Mit dem Ballon in die Freiheit: DDR-Flüchtling erzählt
22.10.2018, 12:55 UhrWetzel, ein freundlicher, älterer Herr mit einem leicht kehligen Thüringer Singsang, ist ein wenig lebendige Zeitgeschichte. Er berichtet über die Flucht so detailliert, dass man das Gefühl bekommen kann, dabei gewesen zu sein. Er spricht von der Ungewissheit nach der Landung: War das der Westen oder noch die DDR? "Die Felder, durch die wir liefen, waren recht klein und von Büschen umgeben. Das gab es ja in der DDR durch die Kollektivierung nicht mehr. Als wir dann bei einem Bauern in der Scheune einen Fendt gesehen haben, da war klar: Das ist der Westen", sagt Wetzel.
Angst vor Überwachung
Das Bild, das er von der DDR zeichnet, ist kein freundliches: Angst vor Überwachung, Zwangskollektivierung von Betrieben und Landwirtschaft, schreiende Ungerechtigkeiten – Wetzels Vater war, als er fünf Jahre alt war, in den Westen geflohen. Doch obwohl kein Kontakt bestand, durfte der Sohn des Republikflüchtlings selbst nicht studieren – die DDR bekommt bei ihm ihr Fett weg.
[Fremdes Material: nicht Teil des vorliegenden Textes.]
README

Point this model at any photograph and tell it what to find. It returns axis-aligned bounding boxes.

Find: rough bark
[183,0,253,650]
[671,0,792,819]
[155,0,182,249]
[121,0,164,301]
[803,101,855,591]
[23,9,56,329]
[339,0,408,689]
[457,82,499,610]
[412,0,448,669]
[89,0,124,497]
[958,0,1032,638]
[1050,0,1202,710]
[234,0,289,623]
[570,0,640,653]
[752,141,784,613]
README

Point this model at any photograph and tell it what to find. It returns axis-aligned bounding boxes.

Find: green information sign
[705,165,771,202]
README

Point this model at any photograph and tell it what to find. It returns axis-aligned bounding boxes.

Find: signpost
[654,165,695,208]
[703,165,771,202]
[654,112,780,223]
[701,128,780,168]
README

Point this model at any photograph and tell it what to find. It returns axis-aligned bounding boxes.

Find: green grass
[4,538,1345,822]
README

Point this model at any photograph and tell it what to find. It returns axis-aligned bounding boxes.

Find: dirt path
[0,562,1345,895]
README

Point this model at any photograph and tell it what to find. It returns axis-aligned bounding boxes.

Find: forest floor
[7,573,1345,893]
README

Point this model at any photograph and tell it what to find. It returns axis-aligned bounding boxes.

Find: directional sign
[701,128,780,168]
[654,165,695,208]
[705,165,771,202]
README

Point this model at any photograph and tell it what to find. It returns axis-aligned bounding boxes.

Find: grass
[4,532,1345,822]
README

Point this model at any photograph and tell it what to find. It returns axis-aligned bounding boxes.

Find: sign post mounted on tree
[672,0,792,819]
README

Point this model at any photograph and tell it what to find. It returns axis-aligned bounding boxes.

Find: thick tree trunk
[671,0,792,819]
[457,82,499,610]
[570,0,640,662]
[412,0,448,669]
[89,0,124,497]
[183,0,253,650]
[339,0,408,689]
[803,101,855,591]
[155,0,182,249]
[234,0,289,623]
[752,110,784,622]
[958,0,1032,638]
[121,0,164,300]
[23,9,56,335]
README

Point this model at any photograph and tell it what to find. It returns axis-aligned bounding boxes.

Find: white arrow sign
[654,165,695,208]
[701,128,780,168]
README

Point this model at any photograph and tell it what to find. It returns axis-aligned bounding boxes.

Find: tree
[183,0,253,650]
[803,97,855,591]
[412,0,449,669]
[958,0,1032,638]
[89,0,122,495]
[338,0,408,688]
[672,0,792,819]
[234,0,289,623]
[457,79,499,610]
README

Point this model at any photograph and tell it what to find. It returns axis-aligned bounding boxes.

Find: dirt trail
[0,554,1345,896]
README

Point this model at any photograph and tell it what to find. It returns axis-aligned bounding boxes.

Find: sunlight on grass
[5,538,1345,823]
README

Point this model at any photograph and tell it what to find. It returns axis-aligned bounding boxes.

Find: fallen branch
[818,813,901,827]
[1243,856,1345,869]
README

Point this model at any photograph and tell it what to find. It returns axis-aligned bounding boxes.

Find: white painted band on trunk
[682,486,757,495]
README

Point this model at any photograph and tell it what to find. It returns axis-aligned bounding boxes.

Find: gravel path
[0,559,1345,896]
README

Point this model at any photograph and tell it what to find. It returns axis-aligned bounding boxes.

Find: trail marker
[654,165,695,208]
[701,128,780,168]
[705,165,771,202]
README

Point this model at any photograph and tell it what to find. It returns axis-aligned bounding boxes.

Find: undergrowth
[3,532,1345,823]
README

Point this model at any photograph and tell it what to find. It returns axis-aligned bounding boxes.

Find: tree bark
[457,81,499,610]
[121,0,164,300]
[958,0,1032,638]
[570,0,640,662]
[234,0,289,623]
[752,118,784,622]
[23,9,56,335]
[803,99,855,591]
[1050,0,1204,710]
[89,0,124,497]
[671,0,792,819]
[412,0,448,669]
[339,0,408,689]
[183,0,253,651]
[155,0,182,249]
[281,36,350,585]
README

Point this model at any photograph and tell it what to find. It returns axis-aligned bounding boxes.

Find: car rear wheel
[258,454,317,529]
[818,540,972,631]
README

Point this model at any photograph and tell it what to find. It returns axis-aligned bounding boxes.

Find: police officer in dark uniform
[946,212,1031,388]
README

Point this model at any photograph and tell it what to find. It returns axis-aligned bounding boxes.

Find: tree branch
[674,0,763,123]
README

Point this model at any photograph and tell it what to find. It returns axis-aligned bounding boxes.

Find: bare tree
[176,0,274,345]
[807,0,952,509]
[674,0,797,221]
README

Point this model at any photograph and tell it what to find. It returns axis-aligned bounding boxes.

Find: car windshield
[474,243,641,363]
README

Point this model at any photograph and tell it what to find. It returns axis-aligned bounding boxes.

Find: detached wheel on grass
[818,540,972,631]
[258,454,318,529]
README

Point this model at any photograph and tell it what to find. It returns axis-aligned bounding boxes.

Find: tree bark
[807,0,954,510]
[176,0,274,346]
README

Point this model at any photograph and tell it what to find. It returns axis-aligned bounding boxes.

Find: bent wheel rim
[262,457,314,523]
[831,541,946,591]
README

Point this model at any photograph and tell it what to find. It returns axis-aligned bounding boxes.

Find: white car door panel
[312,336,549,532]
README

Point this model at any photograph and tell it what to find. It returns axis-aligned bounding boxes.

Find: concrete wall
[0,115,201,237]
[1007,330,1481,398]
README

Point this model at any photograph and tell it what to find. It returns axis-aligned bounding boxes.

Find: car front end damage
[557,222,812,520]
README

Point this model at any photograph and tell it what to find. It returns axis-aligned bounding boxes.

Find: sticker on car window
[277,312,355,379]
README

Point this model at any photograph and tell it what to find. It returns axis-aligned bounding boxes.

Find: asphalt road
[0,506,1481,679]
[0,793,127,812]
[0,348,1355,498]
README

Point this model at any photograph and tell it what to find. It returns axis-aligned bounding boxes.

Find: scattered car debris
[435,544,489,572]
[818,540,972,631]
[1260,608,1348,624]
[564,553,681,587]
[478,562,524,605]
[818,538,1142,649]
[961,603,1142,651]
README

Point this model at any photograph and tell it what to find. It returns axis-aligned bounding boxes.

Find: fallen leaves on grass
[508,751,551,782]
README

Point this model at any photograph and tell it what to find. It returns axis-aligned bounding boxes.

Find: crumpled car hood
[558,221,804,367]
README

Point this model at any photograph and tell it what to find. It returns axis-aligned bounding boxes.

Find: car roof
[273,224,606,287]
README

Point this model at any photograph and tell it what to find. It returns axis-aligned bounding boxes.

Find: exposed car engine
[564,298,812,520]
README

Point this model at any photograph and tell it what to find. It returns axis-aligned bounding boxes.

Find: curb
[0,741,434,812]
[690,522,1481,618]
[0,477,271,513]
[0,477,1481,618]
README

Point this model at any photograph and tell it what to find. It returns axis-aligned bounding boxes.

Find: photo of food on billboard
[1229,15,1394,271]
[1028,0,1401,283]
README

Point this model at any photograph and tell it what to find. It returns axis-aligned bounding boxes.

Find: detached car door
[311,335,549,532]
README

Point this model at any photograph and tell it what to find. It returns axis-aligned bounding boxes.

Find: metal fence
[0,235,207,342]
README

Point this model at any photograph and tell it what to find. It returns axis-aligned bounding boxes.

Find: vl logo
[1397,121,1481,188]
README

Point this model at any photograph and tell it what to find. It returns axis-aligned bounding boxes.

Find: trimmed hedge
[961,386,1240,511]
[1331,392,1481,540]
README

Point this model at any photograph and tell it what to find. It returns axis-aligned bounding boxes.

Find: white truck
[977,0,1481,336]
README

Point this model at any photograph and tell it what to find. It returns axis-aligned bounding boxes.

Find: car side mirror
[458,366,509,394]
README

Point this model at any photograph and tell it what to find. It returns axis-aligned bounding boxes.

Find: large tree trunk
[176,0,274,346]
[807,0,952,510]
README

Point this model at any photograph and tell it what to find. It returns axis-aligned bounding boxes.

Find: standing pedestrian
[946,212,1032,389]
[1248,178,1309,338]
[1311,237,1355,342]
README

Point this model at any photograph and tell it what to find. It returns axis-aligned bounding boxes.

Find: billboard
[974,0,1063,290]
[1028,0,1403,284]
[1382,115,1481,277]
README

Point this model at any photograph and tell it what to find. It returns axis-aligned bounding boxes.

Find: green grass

Dabei wendet er die Waffe an, die dem machtlos Geschurigelten Größe verleiht: den Humor. Er bedankt sich bei der Stasi zum Beispiel dafür, dass sie "netterweise die Fotos meiner Ausrüstungsgegenstände in meiner Akte so schön verwahrt haben." Denn das Gebläse, das Wetzel aus seinem Motorrad baute, oder Strelzyks Wartburg: All das musste bei der Flucht zurückgelassen werden. Ohne Überwachungsstaat, ohne seine Stasi-Akte gäbe es also keine Fotos davon für seinen Dia-Vortrag. Die Organisation der Flucht beschreibt Wetzel so: "Strelzyk und ich wollten unbedingt zusammenarbeiten, aber das ging ja nicht, weil Selbstständigkeit nicht gern gesehen wurde. Aber man durfte Feierabend-Arbeit machen. Nur stand nicht im Gesetz, ab wann Feierabend ist – also machten wir den ganzen Tag ,Feierabend-Arbeit‘."
Schnippchen geschlagen
Dem System ein Schnippchen geschlagen haben Wetzel und Strelzyk auch bei der Materialbeschaffung: "Honecker sagte, aus unseren Volkseigenen Betrieben (VEBs) sei noch viel mehr herauszuholen", berichtet Wetzel. Das hätten sie dann wörtlich genommen und ganze Bahnen von Stoff in einer Ledertaschenfabrik "besorgt".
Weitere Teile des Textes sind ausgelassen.